Vortrag der Landsmannschaft der Deutschen aus Russland an Adam-von-Trott Schule

Adam-von-Trott Schule: Vortrag der Landsmannschaft der Deutschen aus Russland

Das Leben seiner Vorfahren: Abiturient Marcel Isinger beschäftigte sich im Rahmen seiner Jahresarbeit mit seiner Vergangenheit und berichtete am Donnerstag zusammen mit Jakob Fischer von der Landsmannschaft der Deutschen aus Russland darüber. Foto: Berg

Sontra. „Deutsche aus Russland, Geschichte und Gegenwart“, mit diesem Thema haben sich die neunten und zehnten Klassen der Adam-von-Trott Schule in Sontra am Donnerstagvormittag beschäftigt.
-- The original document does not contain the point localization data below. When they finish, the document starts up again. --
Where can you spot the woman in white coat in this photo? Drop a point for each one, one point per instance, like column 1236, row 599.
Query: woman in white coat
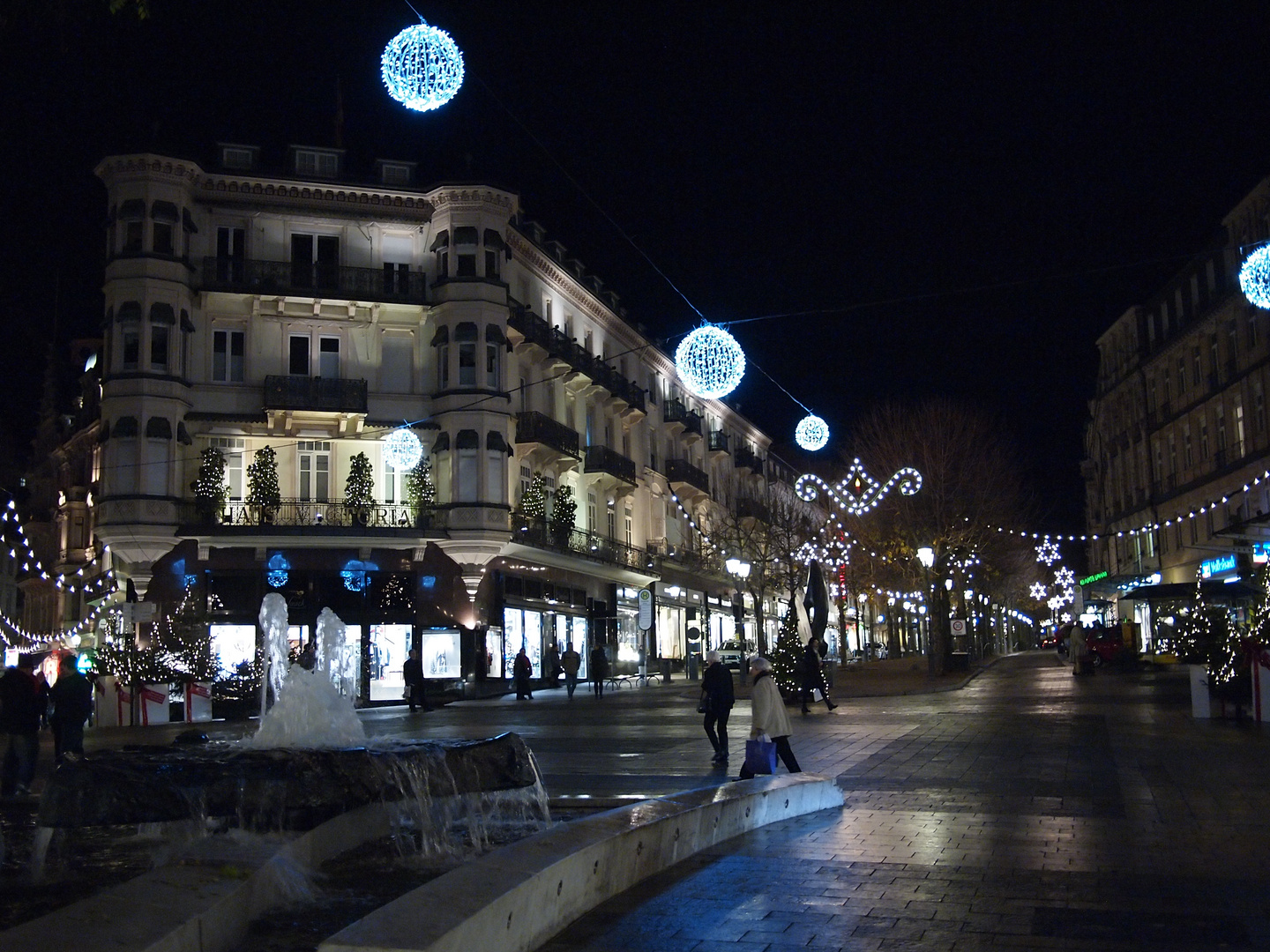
column 767, row 715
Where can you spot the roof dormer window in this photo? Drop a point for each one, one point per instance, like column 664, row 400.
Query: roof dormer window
column 317, row 163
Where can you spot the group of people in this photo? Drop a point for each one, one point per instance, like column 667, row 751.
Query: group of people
column 26, row 704
column 554, row 664
column 767, row 707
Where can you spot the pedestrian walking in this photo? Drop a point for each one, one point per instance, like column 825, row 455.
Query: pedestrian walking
column 718, row 697
column 551, row 666
column 767, row 715
column 598, row 669
column 71, row 697
column 571, row 663
column 19, row 721
column 522, row 669
column 813, row 675
column 415, row 687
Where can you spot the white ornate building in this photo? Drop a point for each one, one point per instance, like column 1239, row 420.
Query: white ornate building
column 310, row 312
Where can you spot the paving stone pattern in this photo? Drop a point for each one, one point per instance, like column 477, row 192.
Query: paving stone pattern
column 1029, row 810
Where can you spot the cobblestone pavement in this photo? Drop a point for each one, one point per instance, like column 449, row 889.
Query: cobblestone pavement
column 1030, row 810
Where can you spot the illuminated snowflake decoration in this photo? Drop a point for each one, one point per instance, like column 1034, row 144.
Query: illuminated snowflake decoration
column 422, row 68
column 859, row 492
column 1047, row 553
column 811, row 433
column 401, row 450
column 710, row 362
column 1255, row 277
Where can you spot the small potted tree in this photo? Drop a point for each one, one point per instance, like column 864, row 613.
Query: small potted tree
column 262, row 480
column 360, row 489
column 210, row 487
column 422, row 493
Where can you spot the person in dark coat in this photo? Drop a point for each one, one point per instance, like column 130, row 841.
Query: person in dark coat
column 19, row 721
column 522, row 669
column 71, row 697
column 813, row 675
column 415, row 684
column 718, row 697
column 598, row 669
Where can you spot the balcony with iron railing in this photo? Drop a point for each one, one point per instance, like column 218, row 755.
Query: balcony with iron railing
column 329, row 394
column 314, row 279
column 747, row 458
column 681, row 471
column 563, row 348
column 675, row 412
column 542, row 533
column 601, row 458
column 311, row 516
column 534, row 427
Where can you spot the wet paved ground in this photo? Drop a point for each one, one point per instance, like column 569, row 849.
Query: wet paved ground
column 1029, row 810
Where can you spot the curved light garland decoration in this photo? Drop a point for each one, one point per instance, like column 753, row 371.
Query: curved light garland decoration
column 710, row 362
column 859, row 492
column 811, row 433
column 422, row 68
column 1255, row 277
column 401, row 450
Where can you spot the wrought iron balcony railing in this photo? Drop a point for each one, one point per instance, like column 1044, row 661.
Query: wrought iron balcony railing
column 536, row 331
column 605, row 460
column 314, row 279
column 684, row 471
column 542, row 533
column 335, row 394
column 534, row 427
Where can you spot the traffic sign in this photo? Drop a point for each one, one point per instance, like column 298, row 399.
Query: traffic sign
column 646, row 609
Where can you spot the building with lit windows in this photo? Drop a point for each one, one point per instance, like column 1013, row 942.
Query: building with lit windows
column 308, row 311
column 1179, row 444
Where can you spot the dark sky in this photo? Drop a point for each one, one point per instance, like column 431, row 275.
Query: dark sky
column 970, row 193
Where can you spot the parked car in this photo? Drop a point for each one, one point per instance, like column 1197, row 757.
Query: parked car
column 1105, row 646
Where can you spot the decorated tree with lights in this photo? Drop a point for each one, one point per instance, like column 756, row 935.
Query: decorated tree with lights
column 360, row 485
column 419, row 487
column 788, row 654
column 564, row 510
column 183, row 641
column 262, row 482
column 534, row 502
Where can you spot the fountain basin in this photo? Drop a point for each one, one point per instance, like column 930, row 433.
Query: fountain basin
column 274, row 790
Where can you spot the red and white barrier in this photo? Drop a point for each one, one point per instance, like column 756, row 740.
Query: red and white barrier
column 198, row 701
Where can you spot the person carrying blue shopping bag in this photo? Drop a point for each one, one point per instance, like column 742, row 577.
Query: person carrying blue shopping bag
column 767, row 718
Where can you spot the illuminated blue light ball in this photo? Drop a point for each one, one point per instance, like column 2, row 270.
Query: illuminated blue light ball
column 401, row 450
column 422, row 68
column 811, row 433
column 710, row 362
column 1255, row 277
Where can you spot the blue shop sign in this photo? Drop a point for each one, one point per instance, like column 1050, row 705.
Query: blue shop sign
column 1215, row 566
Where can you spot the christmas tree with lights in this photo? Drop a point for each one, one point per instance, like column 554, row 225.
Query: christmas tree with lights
column 210, row 487
column 419, row 487
column 262, row 482
column 788, row 655
column 564, row 510
column 534, row 502
column 360, row 485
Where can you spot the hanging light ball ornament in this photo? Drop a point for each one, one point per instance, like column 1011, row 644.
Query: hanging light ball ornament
column 401, row 450
column 811, row 433
column 710, row 362
column 1255, row 277
column 422, row 68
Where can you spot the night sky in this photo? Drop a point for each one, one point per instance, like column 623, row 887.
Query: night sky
column 963, row 197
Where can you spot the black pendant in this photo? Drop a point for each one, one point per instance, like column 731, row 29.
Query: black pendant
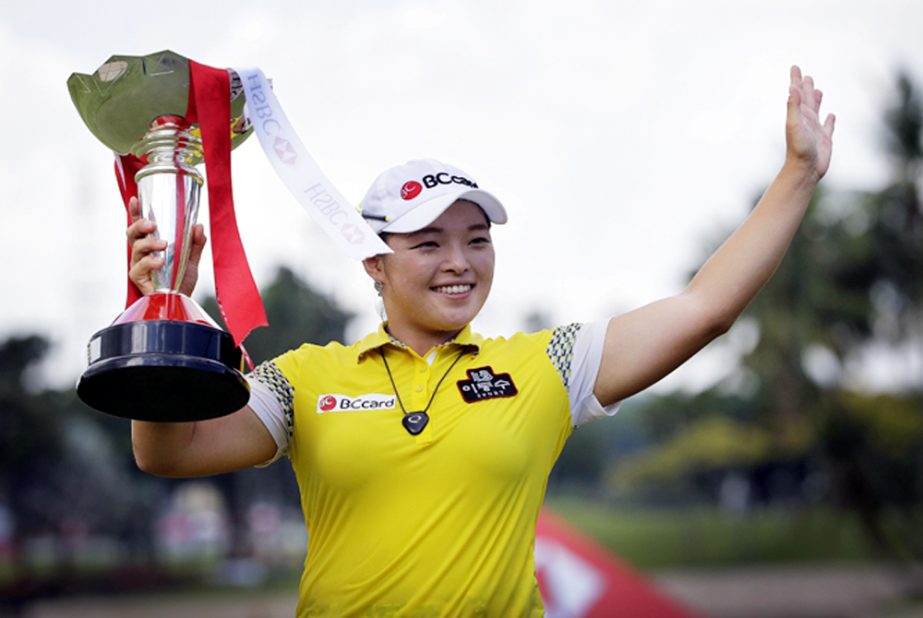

Jakob Fischer von der Landsmannschaft der Deutschen aus Russland war vor Ort, um mit den Jugendlichen über das Thema zu reden. Die Schule wurde auf Jakob Fischer aufmerksam, weil Schüler Marcel Isinger seine Jahresarbeit im Fach Deutsch zu diesem Thema schrieb und zu Jakob Fischer Kontakt aufnahm um Informationen von ihm zu erhalten. „Meine Familie wanderte vor vielen Jahren von Deutschland nach Russland aus, 1992 kamen meine Eltern und Großeltern aus Kasachstan zurück nach Deutschland, ich selbst bin ich hier geboren und konnte mit der Geschichte meiner Familie wenig anfangen. Das hat sich jetzt geändert“, erklärt Marcel Isinger seine Beweggründe für die Arbeit den Schülern.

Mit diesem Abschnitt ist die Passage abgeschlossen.